En fin, Edwin Sosa, el personaje narrador de La edad obscena, es el testimonio viviente de una ciudad despiadada que sólo responde a las características del sistema.
Sin embargo, la pregunta viene: ¿para qué sirve un escritor? Y uno se responde: no para vender tamales. Y es en tal circunstancia donde quería llamar la atención. Los países, las naciones, bueno, las sociedades humanas, deben contar con sus narradores. Es imprescindible que cada pueblo tenga los más que pueda, poetas, contadores de cuentos, escritores de historias, narradores, cronistas. Si no es así, las sociedades humanas están condenadas a lo que estamos viendo: el crimen, el caos, la ley del más hijo de su puta madre, la deshumanización. El retrato del México actual.
Los escritores, los artistas en general, retratan las sociedades de su momento (se ha dicho, son hijos de su circunstancia), ellos crean los mitos de la sociedad en que viven. La ciencia ha probado que si un individuo no sueña se muere y un poco antes se vuelve loco. Los escritores, los artistas, en general, son, en la sociedad, lo que es, en el individuo, la parte soñadora, la que muestra a la sociedad sus enfermedades, sus vicios, sus porquerías, sus manías y sus putrideces. Pero también sus lados sublimes, sus amores, sus mejores anhelos, los momentos dulcísimos, sus grandes placeres y, vaya, sus intimidades, sus costumbres, su espíritu. Si una sociedad no protege, no cuida a sus artistas está condenada a la animalidad. Guanajuato ha condenado a sus artistas, vea todo el mundo lo que le pasa a Guanajuato. Unos niños mandan a terapia intensiva a su compañerito de una madriza que le dieron. Violan a una chica, le dan una horrenda madriza y la ley la acusa de provocar al criminal. Los gobiernos son cada uno más ratero que el anterior y los artistas de la ciudad cervantina tienen que trabajar levantando perros muertos.

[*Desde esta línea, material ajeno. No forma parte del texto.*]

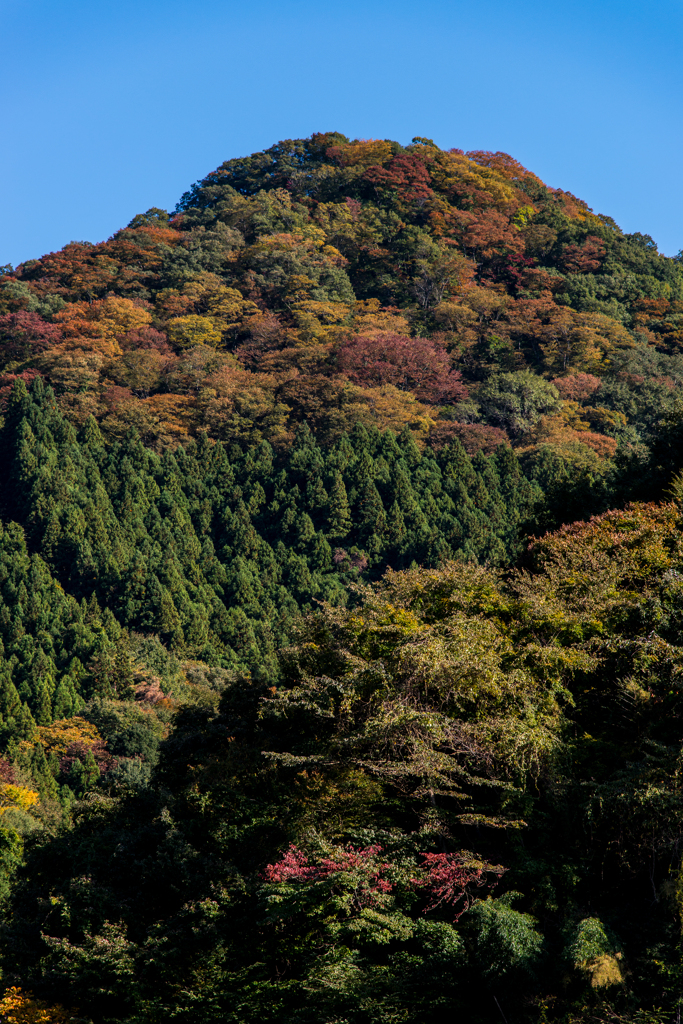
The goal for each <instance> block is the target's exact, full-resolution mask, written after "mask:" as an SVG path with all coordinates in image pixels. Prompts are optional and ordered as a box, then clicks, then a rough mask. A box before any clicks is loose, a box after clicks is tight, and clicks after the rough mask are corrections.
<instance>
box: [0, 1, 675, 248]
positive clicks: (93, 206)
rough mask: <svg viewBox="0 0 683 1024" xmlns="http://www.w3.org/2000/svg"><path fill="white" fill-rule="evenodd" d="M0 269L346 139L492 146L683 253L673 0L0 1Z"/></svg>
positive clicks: (534, 170) (93, 235)
mask: <svg viewBox="0 0 683 1024" xmlns="http://www.w3.org/2000/svg"><path fill="white" fill-rule="evenodd" d="M0 15H1V20H2V54H3V56H2V61H0V65H1V70H0V90H1V91H0V95H1V97H2V99H1V101H0V119H1V124H0V138H1V139H2V142H3V145H4V156H3V159H2V161H1V162H0V263H6V262H10V263H12V264H14V265H16V264H17V263H18V262H20V261H23V260H26V259H29V258H32V257H36V256H39V255H42V254H43V253H45V252H49V251H51V250H54V249H58V248H60V247H61V246H62V245H65V244H66V243H67V242H70V241H71V240H73V239H75V240H88V241H90V242H98V241H100V240H102V239H105V238H108V237H109V236H111V234H112V233H113V232H114V231H115V230H116V229H117V228H118V227H121V226H123V225H125V224H126V223H127V222H128V221H129V220H130V219H131V218H132V217H133V216H134V215H135V214H136V213H138V212H141V211H143V210H146V209H147V208H148V207H151V206H159V207H163V208H166V209H172V208H173V207H174V206H175V203H176V202H177V200H178V199H179V197H180V195H181V194H182V193H183V191H184V190H185V188H187V187H188V186H189V185H190V184H191V183H193V182H194V181H196V180H197V179H198V178H200V177H203V176H204V175H205V174H206V173H207V172H208V171H210V170H213V168H215V167H216V166H217V165H218V164H219V163H221V162H222V161H223V160H226V159H229V158H231V157H238V156H243V155H245V154H249V153H253V152H255V151H257V150H262V148H265V147H266V146H268V145H270V144H272V143H273V142H275V141H278V140H279V139H282V138H292V137H300V136H305V135H309V134H310V133H311V132H313V131H341V132H344V134H346V135H349V136H350V137H357V138H370V137H375V138H377V137H379V138H394V139H397V140H398V141H400V142H403V143H404V142H409V141H410V140H411V138H412V137H413V136H414V135H425V136H428V137H430V138H433V139H434V141H435V142H436V143H437V144H439V145H441V146H443V147H450V146H459V147H462V148H465V150H472V148H480V150H503V151H506V152H508V153H510V154H512V155H513V156H514V157H515V158H516V159H517V160H520V161H521V162H522V163H523V164H525V165H526V166H527V167H529V168H530V169H531V170H532V171H535V173H537V174H538V175H539V176H540V177H542V178H543V179H544V180H545V181H546V182H547V183H548V184H551V185H554V186H556V187H562V188H566V189H568V190H569V191H572V193H574V194H575V195H578V196H580V197H581V198H582V199H585V200H586V201H587V202H588V203H589V205H590V206H592V207H593V208H594V210H595V212H596V213H607V214H609V215H610V216H612V217H613V218H614V219H615V220H616V222H617V223H618V224H620V226H621V227H623V228H624V230H627V231H637V230H638V231H643V232H645V233H649V234H651V236H652V238H653V239H654V240H655V242H656V243H657V245H658V246H659V249H660V251H663V252H665V253H667V254H668V255H675V254H676V253H677V252H678V251H679V250H680V249H683V204H682V203H681V198H680V178H681V168H682V166H683V131H682V130H681V129H682V128H683V124H682V121H683V117H682V111H683V76H682V75H681V71H680V63H681V58H680V53H681V50H682V48H683V4H682V3H681V2H680V0H668V2H664V0H663V2H658V0H650V2H649V3H647V4H644V3H642V2H640V3H634V2H629V0H622V2H613V0H592V2H588V0H582V2H571V0H567V2H564V3H562V4H548V3H540V2H537V0H515V2H511V0H504V2H503V0H487V2H486V3H464V2H461V0H420V3H417V2H415V0H412V2H410V3H409V2H405V0H391V2H389V0H364V2H359V0H347V2H344V0H340V2H336V3H331V2H328V0H317V2H311V0H279V2H274V0H252V3H251V5H246V4H239V3H237V2H233V0H223V2H210V0H191V2H190V0H163V2H162V0H117V2H116V3H114V2H112V0H95V2H94V3H93V2H92V0H88V2H85V0H60V2H56V0H0Z"/></svg>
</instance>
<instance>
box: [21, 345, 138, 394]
mask: <svg viewBox="0 0 683 1024" xmlns="http://www.w3.org/2000/svg"><path fill="white" fill-rule="evenodd" d="M76 340H79V341H80V342H85V344H86V346H87V347H84V348H81V347H77V346H72V344H71V343H70V342H69V341H68V342H67V343H66V344H65V345H63V346H61V345H59V346H57V347H55V348H51V349H48V351H47V352H45V353H44V354H43V355H41V356H40V357H39V358H38V359H36V366H37V368H38V369H39V370H41V371H42V372H43V373H45V374H46V375H47V377H48V378H49V380H50V382H51V383H52V384H55V385H56V386H57V389H58V390H60V391H61V390H63V391H77V392H78V391H89V390H91V389H92V388H95V387H96V386H97V384H98V383H99V373H100V371H101V369H102V366H103V365H104V358H105V357H110V358H111V357H114V356H118V355H121V348H120V347H119V345H118V343H117V342H116V341H112V340H111V339H108V338H94V339H83V338H80V339H74V341H76ZM65 349H70V350H68V351H65Z"/></svg>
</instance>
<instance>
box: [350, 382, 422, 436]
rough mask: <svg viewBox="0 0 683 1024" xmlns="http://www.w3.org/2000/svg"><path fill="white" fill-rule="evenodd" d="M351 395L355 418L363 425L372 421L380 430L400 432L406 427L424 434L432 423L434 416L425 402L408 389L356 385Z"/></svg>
mask: <svg viewBox="0 0 683 1024" xmlns="http://www.w3.org/2000/svg"><path fill="white" fill-rule="evenodd" d="M354 399H355V402H356V403H357V404H355V406H354V411H357V419H358V420H359V421H360V423H362V424H364V425H366V426H371V425H374V426H376V427H379V429H380V430H385V429H386V428H387V427H390V428H391V430H393V431H395V432H396V433H400V431H401V430H402V429H403V427H410V429H411V430H414V431H417V433H418V434H419V435H422V436H423V437H425V438H426V436H427V434H428V433H429V431H430V429H431V428H432V427H433V425H434V420H433V419H432V418H431V416H430V412H429V410H428V409H427V407H426V406H423V404H422V402H420V401H418V399H417V398H416V397H415V395H413V394H411V393H410V392H409V391H399V390H398V388H396V387H394V386H393V384H383V385H382V387H374V388H357V389H355V394H354Z"/></svg>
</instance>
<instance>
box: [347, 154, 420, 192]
mask: <svg viewBox="0 0 683 1024" xmlns="http://www.w3.org/2000/svg"><path fill="white" fill-rule="evenodd" d="M362 180H364V181H367V182H369V183H370V184H373V185H375V187H376V188H377V189H378V190H384V189H388V190H390V191H395V193H396V194H397V195H398V198H399V199H401V200H402V201H403V202H404V203H412V202H415V201H420V200H422V201H423V202H424V201H425V200H427V199H429V198H430V197H431V196H433V195H434V194H433V191H432V189H431V187H430V185H431V178H430V176H429V171H428V170H427V168H426V167H425V165H424V164H423V163H422V161H421V160H420V159H419V158H418V157H416V156H413V155H412V154H398V156H396V157H394V158H393V159H392V160H391V161H390V162H389V164H388V165H387V166H386V167H380V166H379V165H377V166H375V167H369V168H368V170H367V171H366V173H365V174H364V175H362Z"/></svg>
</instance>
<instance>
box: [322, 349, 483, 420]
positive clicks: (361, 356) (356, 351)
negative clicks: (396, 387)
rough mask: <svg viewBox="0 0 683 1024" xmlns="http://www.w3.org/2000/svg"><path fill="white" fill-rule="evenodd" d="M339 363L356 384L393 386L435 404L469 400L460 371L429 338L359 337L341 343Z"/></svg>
mask: <svg viewBox="0 0 683 1024" xmlns="http://www.w3.org/2000/svg"><path fill="white" fill-rule="evenodd" d="M337 362H338V366H339V369H340V370H341V371H342V373H344V374H346V376H347V377H348V378H349V380H352V381H354V382H355V383H356V384H367V385H370V386H372V387H379V386H381V385H382V384H393V386H394V387H397V388H399V389H400V390H402V391H413V393H414V394H415V395H416V397H417V398H420V400H422V401H427V402H432V403H434V404H442V403H443V402H447V401H462V400H463V399H464V398H466V397H467V388H466V387H465V385H464V383H463V380H462V376H461V374H460V371H458V370H453V369H452V367H451V359H450V358H449V355H447V352H445V351H444V349H442V348H439V347H438V346H437V345H435V344H434V342H433V341H430V340H429V339H427V338H407V337H405V336H404V335H401V334H391V333H386V334H377V335H373V336H372V337H366V336H364V335H357V336H356V337H354V338H349V339H348V340H347V341H345V342H344V343H343V344H342V346H341V347H340V349H339V351H338V353H337Z"/></svg>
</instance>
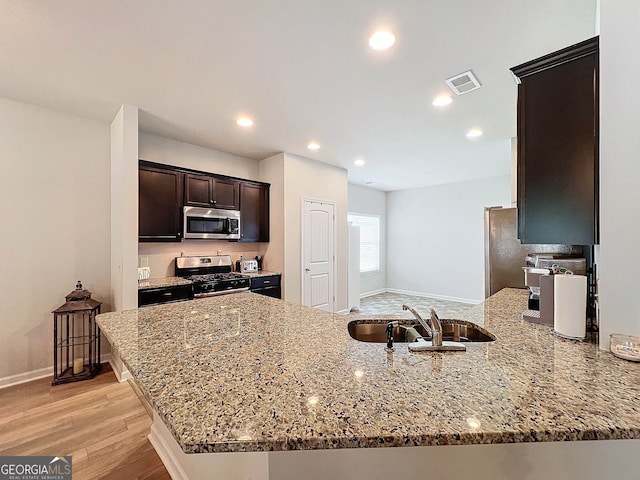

Y es obligación de las autoridades realizar el fomento a la cultura para que esa gente pueda vivir de su trabajo. Sabemos perfectamente bien que en México eso es una vergonzosa utopía. Los políticos son desvergonzados zánganos, parásitos de la sociedad de la cual se alimentan obscenamente y a la cual no le devuelven lo que de ella obtienen. En aquella ciudad “Patrimonio de la Humanidad declarada por la UNESCO”, un regidor ganaba, en el momento de ser escrita la novela, 25 mil pesos mensuales por sesionar dos o tres veces por mes para avalar las supuestas (y algunas reales) decisiones del presidente municipal quien obedece ciegamente las del gobernador en turno. Mientras que al escritor le otorgaban, ¡oh, generosos!, una beca de mil 500 pesos mensuales exigiéndole —dice el protagonista de la novela— fajos de hojas con cuentos por kilo.
La edad obscena, en fin, es un trago recio. Está en la línea que divide al hombre malo del chamaquito sensible. Por más que siempre se empeñe en mostrar el lado recio, sin sentimentalismos y con cinismo y sin credulidades ni concesiones. Para mi gusto al final el personaje se reblandece para bien, porque termina tocando nuestro corazón, nos gana desde lo más profundo. Y estamos de su lado a pesar de todo, a pesar de, incluso, su misoginia, faltaba más.
Para nuestra fortuna, el gobierno no logró hacer con Edwin Sosa-Edgar Reza lo que hizo con Mario el del uno: matarlo. Los trató igual. Pero respondieron diferente. Mario se murió. Respuesta muy digna. Edgar escribió una novela. Y luego dicen que la literatura no nos salva.